# stillen race pipes fitment question...



## jwiist (Nov 2, 2005)

Hi, I was just curious if the stillen race pipes will fit on an 05 - 06 altima se-r. I have searched around and found two different websites selling the set and they both say two different things. Mynismo.com has the pipes for sale on (02 - 06) 3.5 altimas (for off road use only), while stillen's website has them for (02 - 04) 3.5 altimas. Does anyone actually know for sure if these pipes will in fact fit on an altima se-r? If so, they do show good gains and they would be a great investment. Any comments would be appreciated, thanks.


----------



## adragone1028 (Apr 28, 2007)

jwiist said:


> Hi, I was just curious if the stillen race pipes will fit on an 05 - 06 altima se-r. I have searched around and found two different websites selling the set and they both say two different things.
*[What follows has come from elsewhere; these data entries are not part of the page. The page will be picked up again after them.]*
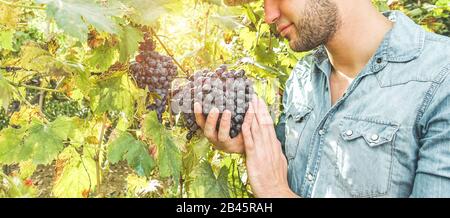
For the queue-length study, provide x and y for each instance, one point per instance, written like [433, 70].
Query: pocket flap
[298, 111]
[374, 132]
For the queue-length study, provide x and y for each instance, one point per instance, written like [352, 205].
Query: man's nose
[271, 11]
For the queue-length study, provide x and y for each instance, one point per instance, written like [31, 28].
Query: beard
[318, 23]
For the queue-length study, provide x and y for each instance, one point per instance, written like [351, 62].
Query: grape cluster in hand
[154, 72]
[221, 89]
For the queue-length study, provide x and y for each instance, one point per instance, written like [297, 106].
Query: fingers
[199, 117]
[246, 129]
[210, 124]
[225, 126]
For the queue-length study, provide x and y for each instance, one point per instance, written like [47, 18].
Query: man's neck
[359, 35]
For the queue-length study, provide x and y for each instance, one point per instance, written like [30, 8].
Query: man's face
[305, 23]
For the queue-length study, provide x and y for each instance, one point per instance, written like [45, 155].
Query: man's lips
[282, 28]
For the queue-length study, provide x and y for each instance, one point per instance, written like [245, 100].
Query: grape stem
[98, 153]
[34, 87]
[168, 52]
[21, 6]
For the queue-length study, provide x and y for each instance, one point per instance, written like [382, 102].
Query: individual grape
[154, 72]
[221, 89]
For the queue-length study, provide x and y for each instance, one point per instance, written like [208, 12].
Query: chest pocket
[297, 117]
[364, 155]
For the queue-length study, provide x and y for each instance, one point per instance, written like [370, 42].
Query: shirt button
[374, 137]
[349, 132]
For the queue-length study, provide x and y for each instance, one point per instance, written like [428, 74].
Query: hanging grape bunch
[154, 71]
[33, 95]
[4, 119]
[222, 89]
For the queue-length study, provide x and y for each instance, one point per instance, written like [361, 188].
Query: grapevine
[221, 89]
[154, 72]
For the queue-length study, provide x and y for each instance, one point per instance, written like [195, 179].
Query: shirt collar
[403, 43]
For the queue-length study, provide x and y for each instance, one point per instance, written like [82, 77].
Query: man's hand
[266, 163]
[221, 139]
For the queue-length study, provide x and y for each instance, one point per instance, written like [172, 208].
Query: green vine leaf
[6, 39]
[129, 42]
[78, 176]
[70, 15]
[126, 147]
[116, 93]
[39, 142]
[206, 185]
[101, 58]
[169, 155]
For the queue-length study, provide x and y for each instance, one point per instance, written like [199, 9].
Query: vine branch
[10, 4]
[168, 52]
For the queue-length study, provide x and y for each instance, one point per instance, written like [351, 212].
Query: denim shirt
[388, 136]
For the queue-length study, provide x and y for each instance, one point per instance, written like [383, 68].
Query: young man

Mynismo.com has the pipes for sale on (02 - 06) 3.5 altimas (for off road use only), while stillen's website has them for (02 - 04) 3.5 altimas. Does anyone actually know for sure if these pipes will in fact fit on an altima se-r? If so, they do show good gains and they would be a great investment. Any comments would be appreciated, thanks.


I called up stillen and I was told that it did not fit the the Altima SE-R, they actually told me that it was for the 2.5 engine, not the 3.5 engine. Give them a call, if they tell you something different, give me a call.


----------